The Church And National Identity: The Case of Serbs (I)

The Christian Orthodox Serbs are already everyday protesting in the form of extremely peaceful liturgical processions in NATO’s member Montenegro against newly proposed and introduced the law on religious communities in this small Balkan and Adriatic country. The protests are headed by the Montenegrin branch of the Serbian Orthodox Church (the SOCh) which has to mostly suffer by the real implementation of the law as all religious objects of the SOCh are simply going to be confiscated and nationalized. However, behind such confessional policy of Podgorica is the task of final suppression and denationalization of the Serbs in Montenegro which is running with Serbophobic policy since 1997. Of course, the NATO is going to offer a crucial umbrella for the realization of the project of not only denationalization and assimilation but and expulsion of the Serbs from Montenegro according to the successful example in the 1990s in neo-Nazifascist Croatia of Dr. Franjo Tuđman. Current Serbophobia in NATO’s Montenegro is absolutely similar to the current Russophobia in Euromaidan Ukraine having the same sponsors in the West.
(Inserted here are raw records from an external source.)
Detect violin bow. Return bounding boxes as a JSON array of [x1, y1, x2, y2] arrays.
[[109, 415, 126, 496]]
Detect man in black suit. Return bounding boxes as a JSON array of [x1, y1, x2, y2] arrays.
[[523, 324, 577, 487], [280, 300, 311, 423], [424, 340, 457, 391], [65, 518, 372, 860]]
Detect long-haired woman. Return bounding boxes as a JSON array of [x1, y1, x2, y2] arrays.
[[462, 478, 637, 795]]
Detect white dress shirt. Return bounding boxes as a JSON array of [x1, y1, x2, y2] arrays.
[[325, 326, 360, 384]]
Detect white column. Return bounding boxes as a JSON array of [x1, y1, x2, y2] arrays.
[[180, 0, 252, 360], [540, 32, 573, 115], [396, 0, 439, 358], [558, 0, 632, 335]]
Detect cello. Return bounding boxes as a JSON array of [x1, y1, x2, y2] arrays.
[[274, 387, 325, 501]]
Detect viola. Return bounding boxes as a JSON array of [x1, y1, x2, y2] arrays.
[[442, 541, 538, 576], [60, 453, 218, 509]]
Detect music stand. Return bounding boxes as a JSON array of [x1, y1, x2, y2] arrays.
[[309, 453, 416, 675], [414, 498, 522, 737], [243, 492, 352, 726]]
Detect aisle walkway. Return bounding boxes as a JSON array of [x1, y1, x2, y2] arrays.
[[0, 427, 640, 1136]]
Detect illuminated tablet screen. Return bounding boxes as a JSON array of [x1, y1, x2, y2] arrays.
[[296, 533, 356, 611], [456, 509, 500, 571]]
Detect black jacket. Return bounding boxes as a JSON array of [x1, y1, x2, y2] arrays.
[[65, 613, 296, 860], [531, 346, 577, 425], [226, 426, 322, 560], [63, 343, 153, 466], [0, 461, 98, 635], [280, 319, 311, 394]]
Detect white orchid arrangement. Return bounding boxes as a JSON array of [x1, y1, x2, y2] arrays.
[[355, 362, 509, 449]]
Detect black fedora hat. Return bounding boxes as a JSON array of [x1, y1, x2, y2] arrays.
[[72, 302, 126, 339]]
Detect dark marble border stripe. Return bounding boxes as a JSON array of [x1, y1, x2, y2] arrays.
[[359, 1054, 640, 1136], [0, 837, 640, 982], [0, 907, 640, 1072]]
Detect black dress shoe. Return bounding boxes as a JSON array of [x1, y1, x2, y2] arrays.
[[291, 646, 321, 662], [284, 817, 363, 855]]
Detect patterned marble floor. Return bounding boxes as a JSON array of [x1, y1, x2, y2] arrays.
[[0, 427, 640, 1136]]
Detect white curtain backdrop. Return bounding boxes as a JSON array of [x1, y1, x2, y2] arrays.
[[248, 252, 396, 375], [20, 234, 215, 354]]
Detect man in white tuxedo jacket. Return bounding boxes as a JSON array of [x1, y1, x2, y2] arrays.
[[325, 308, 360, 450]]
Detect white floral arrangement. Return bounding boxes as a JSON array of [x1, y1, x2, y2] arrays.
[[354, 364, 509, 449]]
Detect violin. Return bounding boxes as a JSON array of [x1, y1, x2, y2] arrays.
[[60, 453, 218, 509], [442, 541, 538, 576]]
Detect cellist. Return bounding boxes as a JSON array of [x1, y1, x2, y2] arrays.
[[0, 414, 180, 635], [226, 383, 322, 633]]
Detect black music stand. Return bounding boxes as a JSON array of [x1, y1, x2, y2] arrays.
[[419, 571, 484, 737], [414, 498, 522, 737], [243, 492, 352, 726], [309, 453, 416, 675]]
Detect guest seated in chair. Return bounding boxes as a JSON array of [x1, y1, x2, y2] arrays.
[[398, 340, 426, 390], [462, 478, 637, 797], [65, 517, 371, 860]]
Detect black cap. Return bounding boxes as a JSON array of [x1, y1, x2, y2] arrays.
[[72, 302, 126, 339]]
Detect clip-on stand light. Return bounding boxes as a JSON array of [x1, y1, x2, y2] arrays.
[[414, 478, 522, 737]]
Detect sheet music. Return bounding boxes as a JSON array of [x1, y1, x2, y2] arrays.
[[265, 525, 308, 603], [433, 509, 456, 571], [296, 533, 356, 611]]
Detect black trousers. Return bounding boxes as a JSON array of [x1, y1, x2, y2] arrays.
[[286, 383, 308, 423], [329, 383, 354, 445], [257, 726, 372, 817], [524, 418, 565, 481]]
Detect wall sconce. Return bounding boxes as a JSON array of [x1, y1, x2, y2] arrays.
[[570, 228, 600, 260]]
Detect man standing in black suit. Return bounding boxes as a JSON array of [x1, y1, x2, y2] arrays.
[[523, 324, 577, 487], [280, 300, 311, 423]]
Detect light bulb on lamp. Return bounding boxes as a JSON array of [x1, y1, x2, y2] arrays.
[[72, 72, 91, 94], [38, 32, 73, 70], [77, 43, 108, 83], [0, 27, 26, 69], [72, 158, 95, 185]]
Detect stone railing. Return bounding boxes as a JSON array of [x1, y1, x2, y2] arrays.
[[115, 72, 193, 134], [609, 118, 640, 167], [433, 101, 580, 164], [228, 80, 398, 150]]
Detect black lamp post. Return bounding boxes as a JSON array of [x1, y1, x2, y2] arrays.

At the moment, the only protector of the Serbs in Serbophobic Montenegro (Crna Gora) is only the Serbian Orthodox Church and, therefore, it is quite understandable why Podgorica wants first to destroy the SOCh. The future of existence of the Serbs in NATO’s Montenegro is primarily depending on the possibility of the SOCh to survive as an organized representative and protective Serbian national institution in Montenegro.

In order to properly understand the importance of the SOCh in current political events in Montenegro, it is quite important to light some aspects of historical role of the Serbian Church in preserving Serbian national identity at the time of the foreign oppression and rule as it was, for instance, during the Ottoman yoke after the 1389 Kosovo Battle.

The goals of this article are: 1) to investigate the role of the revived Patriarchate of Peć in Serbian and Balkan history?; and 2) to explore and present the results of investigation of the problems with respect to: a) the role of the Serbian Church during the first decades of the Ottoman occupation of Serbian lands in the process of the creation of a Serbian national identity; b) Serbian-Turkish relations in the second half of the 16th century; and c) the reasons for Serbian disloyalty towards the Ottoman government at the turn of the 17th century.

The article addresses the reasons and causes of the decline of the Ottoman Empire, which was one of the most powerful European states in the New Age of European history. Marking a period of prelude to the “Eastern Question” in the Balkans, i.e. the question of the survival of the Ottoman Empire in Europe.[i] This was one of the crucial questions in the history of Europe from the time of the Reformation to the beginning of the First World War. The methodology employed consists of the analysis of available documents and a comparison of different historical sources and literature on the subject.

The Patriarchate of Peć is a subject of major significance as it was the only Serbian national institution within the Ottoman Empire and whose role was crucial in influencing the Serbian population to remain loyal to their faith rather than convert to Islam. The patriarchate was responsible as well for the fact that the Serbs preserved their own national medieval heritage and the idea of an independent national state. Under the influence of the patriarchate, Orthodox Christianity became the central and crucial element of the Serbian national identity that has been sustained to the present day.[ii]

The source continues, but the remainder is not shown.